In retaliation, India has called the U.S. actions "unfair, unjustified, and unreasonable," but has so far taken a more measured response. While the Indian government is reviewing its market access offers to the U.S. during current trade talks, it has been steadfast on protecting politically sensitive agricultural and dairy sectors. The Indian Government is exploring a "three-pronged approach" to assist its exporters, and this involves diverting goods to other markets in the Middle East, Latin America, and Africa.
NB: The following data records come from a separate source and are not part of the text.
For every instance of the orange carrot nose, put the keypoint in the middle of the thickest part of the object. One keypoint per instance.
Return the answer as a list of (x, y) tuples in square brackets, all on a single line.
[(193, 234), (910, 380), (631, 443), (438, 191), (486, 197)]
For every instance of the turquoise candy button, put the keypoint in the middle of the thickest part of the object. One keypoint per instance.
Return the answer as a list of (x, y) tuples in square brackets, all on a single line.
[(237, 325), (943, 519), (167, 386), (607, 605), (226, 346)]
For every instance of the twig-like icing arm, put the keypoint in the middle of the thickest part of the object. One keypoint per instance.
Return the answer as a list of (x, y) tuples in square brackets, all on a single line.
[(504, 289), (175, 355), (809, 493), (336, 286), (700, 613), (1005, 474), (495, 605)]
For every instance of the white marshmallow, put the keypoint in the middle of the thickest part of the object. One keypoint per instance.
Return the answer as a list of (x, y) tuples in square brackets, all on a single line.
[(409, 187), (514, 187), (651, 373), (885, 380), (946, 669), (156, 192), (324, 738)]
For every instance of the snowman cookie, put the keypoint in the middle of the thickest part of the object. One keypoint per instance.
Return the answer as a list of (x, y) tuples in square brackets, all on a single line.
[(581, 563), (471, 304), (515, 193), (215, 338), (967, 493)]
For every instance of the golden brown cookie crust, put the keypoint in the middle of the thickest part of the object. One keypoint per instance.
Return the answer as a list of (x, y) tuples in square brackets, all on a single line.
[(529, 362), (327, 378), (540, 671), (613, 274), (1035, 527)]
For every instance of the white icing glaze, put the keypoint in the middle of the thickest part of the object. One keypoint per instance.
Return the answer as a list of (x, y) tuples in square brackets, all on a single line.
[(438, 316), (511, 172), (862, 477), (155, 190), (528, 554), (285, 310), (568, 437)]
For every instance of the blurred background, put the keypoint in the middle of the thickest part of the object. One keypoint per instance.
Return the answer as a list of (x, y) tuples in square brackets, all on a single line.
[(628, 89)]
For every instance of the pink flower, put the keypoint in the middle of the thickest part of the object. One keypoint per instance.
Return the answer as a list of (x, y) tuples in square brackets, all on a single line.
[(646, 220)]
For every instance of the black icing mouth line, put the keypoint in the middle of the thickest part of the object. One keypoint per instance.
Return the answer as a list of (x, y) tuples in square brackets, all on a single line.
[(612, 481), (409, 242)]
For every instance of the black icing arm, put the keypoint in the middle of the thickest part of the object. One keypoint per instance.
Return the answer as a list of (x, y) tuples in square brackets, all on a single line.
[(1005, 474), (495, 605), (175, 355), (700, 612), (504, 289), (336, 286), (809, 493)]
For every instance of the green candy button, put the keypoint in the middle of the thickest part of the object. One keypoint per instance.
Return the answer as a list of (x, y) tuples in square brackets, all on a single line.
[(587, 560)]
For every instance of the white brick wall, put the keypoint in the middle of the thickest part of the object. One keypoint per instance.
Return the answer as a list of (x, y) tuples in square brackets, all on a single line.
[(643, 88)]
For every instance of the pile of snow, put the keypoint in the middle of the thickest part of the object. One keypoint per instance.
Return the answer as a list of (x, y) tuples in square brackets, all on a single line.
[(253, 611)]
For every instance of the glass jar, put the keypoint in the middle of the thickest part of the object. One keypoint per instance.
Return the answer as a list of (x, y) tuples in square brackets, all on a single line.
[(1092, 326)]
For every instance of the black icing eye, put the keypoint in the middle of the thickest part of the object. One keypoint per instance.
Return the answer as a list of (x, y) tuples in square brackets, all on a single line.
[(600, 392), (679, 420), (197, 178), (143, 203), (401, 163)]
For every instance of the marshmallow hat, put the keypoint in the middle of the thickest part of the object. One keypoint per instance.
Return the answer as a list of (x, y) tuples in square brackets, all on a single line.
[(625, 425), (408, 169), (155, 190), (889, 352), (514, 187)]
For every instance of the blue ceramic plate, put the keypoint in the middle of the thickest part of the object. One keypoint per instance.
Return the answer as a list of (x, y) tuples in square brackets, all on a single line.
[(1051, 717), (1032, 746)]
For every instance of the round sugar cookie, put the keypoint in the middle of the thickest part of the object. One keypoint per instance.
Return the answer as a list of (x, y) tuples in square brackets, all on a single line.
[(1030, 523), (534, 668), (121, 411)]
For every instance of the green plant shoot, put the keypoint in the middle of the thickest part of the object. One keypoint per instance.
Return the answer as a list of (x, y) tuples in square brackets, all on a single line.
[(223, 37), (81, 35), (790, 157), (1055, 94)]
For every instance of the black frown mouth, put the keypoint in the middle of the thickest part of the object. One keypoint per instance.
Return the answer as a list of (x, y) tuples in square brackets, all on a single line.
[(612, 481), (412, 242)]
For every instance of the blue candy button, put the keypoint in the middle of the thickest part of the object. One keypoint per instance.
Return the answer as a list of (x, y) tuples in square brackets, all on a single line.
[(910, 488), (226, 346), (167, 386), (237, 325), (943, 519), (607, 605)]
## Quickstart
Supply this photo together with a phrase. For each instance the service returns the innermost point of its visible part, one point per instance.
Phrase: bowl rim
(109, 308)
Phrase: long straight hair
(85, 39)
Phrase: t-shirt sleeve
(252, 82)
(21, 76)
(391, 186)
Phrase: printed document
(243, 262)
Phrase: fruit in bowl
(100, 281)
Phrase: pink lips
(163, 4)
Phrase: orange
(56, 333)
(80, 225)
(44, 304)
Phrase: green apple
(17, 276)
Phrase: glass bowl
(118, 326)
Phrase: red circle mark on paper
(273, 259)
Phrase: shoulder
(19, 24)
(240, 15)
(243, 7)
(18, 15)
Changing marketing strategies: A new paradigm evolving in global markets


If the tariff wars are not just be a byline for economists, they will shift the paradigm for

marketers. Here are some ways the global marketing landscape is changing:


  1.  Rise of "Made in India" with a Push for Self-reliance: The U.S. tariffs have created a strong "Buy local" attitude in India. Social media campaigns with public figures are promoting boycotts of U.S. brands in favor of an Indian alternative. Hence, now is an ideal time for Indian companies to embrace a marketing notch along the lines of patriotism and self-reliance, i.e., "Made in India" offer that aligns with home-grown desires. For U.S. brands, this amounts to a stroke of bad consumer environment and could even shift their marketing focus to communicate more of their local investment and engagement in the Indian economy.


  1.  Supply Chain Diversification and "Friend-Shoring": The tariff woes underline the vulnerabilities of exposure to a sole market or supplier, and companies will have no choice but to diversify their supply chains to avoid similar risks in future. This leads to what would appear to be an acceleration in "friend-shoring" - companies moving production and sourcing, to countries with good political relations. For example, Indian companies are working faster than any other country to find markets to send their exports, as they face a 50% tariff wall to the U.S., and this will require them to invest in new marketing strategies just to accommodate these varying geographies.


  1.  Navigating Geopolitical Tension in Brand Messaging: The tariff angst is inextricably linked to the geopolitical tension around the U.S. response over the Russia-Ukraine conflict. It makes for an uneasy tight-rope for multinational corporations operating in the United States - where their brand messaging must be finely crafted to avoid appearing to take a side and/or being perceived as a state-managed brand. It could be a disaster to be seen as favoured by any government over another. It would be disastrous for the brand if consumers perpetuated their ideologies through purchase, or business encounters with the brand were questioned/regulated by authorities of a significant market.


  2.  Shifting Competitive Landscapes: The tariffs have changed the competitive landscape. Indian exporters now face a 50% duty, where their competitors in Vietnam, Bangladesh, and China benefit from much lower tariffs. Indian companies will have to re-evaluate their pricing, and may be motivated to innovate and create higher-value products to stay viable.


In conclusion, the U.S.-India tariff battle serves as a clear illustration of how international politics can directly affect marketing and business strategies. It is also forcing firms to remain more agile, resilient, and cognizant of the complexities of the geopolitical environment in which they operate. The long-term ramifications of this dispute may turn into a fractured global trading system, wherein regional alliances and self-reliance take precedence over the ideal of a single global marketplace.